ExplainerNo. 57

How Sentiment Analysis Works

RelayMagJune 20267 min read

Key takeaways

Sentiment analysis turns feeling into a number across three waves of methods.
Lexicons are fast and traceable but brittle, while transformers read context yet hide their reasoning.
Brand-level scores inherit volume, sampling, and language skews, so read the text behind them.

Sentiment analysis is the attempt to turn human feeling into a number. Software reads a review, a tweet, a support ticket, or a survey answer and tries to decide whether the writer feels positive, negative, or neutral. The promise is appealing. Instead of reading ten thousand reviews by hand, you get a chart. The reality is messier, and understanding how these systems actually work is the best protection against trusting them too much.

There is no single method. The field has gone through three broad waves, each one better at handling language and each one harder to see inside. Knowing how they differ helps you read any sentiment score with the right amount of doubt.

Lexicon and rule-based methods

The oldest approach is also the easiest to explain. You start with a dictionary of words, each one scored as positive or negative. Words like "excellent" and "love" carry a positive weight. Words like "broken" and "awful" carry a negative one. To score a piece of text, the software finds the scored words, adds up the weights, and reports the total.

On its own that is too blunt, so these systems add rules. A negation rule flips the score when it sees "not good" or "never works". An intensity rule boosts the weight when it sees "very" or "incredibly", and softens it for "slightly" or "somewhat". Some lexicons built for social media even score punctuation and capitalization, reading "GREAT!!!" as stronger than "great".

The appeal here is speed and transparency.

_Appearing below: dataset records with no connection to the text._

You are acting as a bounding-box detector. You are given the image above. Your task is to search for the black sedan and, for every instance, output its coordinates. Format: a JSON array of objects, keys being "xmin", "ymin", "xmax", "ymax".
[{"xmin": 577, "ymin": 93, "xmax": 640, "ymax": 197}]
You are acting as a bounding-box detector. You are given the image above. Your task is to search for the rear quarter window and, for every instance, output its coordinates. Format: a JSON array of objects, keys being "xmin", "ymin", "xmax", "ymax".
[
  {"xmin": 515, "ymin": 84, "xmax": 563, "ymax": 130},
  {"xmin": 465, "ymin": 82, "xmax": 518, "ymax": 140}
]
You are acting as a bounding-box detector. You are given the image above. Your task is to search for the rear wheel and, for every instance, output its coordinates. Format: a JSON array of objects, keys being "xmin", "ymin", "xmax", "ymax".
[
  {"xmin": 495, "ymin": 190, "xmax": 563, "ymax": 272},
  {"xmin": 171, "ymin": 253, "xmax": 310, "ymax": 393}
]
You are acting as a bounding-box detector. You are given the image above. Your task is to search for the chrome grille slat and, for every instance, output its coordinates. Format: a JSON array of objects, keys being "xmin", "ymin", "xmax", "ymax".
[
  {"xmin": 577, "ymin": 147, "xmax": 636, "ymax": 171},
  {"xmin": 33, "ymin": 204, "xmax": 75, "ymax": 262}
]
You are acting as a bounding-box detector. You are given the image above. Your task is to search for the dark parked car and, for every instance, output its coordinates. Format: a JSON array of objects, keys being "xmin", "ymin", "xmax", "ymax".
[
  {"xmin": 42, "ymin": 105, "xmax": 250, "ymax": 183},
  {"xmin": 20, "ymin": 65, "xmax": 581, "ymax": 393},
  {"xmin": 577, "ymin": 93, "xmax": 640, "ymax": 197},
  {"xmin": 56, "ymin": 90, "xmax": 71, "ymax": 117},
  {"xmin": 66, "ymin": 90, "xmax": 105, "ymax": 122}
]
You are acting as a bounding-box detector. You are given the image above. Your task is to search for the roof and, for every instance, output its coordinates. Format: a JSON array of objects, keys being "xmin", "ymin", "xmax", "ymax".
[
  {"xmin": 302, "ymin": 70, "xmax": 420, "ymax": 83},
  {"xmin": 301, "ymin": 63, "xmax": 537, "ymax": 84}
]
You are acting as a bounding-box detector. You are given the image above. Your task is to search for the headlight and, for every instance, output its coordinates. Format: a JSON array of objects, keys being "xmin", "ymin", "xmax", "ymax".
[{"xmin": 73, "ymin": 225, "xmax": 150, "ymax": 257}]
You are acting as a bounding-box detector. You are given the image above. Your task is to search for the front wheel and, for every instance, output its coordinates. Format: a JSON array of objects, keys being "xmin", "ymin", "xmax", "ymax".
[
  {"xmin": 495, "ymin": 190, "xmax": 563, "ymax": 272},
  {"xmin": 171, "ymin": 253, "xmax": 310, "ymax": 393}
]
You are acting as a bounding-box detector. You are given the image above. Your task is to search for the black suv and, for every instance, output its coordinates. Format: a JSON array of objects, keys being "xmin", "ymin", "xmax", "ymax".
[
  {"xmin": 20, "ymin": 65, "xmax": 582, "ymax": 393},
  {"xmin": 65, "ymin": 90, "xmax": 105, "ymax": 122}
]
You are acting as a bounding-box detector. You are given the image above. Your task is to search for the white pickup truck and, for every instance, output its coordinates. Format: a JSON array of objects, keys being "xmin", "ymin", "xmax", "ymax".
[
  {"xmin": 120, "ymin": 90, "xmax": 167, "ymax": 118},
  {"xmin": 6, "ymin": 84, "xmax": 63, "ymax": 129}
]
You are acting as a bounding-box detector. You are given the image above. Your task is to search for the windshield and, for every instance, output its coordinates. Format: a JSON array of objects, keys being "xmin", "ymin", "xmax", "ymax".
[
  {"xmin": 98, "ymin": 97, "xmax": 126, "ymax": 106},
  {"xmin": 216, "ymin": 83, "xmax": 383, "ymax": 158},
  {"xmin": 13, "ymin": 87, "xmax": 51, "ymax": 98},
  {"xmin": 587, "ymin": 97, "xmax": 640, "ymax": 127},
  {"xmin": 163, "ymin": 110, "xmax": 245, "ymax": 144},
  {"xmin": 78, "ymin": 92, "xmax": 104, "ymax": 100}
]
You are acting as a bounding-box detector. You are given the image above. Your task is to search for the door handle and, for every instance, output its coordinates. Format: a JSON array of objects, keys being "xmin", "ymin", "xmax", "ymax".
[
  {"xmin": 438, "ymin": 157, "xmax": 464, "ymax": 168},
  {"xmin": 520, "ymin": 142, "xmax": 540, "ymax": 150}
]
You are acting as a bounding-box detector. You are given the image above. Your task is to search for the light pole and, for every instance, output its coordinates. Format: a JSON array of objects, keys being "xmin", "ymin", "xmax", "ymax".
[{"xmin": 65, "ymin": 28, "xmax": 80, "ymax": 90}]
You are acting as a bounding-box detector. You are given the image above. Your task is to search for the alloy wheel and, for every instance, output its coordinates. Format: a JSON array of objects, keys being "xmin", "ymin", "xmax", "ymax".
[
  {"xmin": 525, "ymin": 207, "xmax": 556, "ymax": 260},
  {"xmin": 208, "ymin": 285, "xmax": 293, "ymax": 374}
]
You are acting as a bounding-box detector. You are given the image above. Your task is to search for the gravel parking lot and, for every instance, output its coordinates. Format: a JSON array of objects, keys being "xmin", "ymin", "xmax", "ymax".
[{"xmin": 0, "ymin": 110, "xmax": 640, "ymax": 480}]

These systems run fast, need no training data, and you can always trace exactly why a sentence got the score it did. That makes them easy to audit and easy to fix. The weakness is that they are brittle. A word means different things in different settings, and a fixed dictionary cannot keep up. Anything the lexicon has never seen, it simply ignores.

Classic machine-learning classifiers

The next wave handed the problem to the data. Instead of writing rules by hand, you collect a large set of examples that people have already labeled as positive, negative, or neutral. A model studies those examples and learns which patterns of words tend to go with which label. Once trained, it predicts a label for text it has never seen.

These classifiers represent text as numbers, often by counting which words appear and how often, sometimes weighting rarer and more telling words more heavily. The model learns from the statistics of the training set rather than from a human-written dictionary. That makes it more flexible than a lexicon, because it can pick up patterns a person might never think to encode.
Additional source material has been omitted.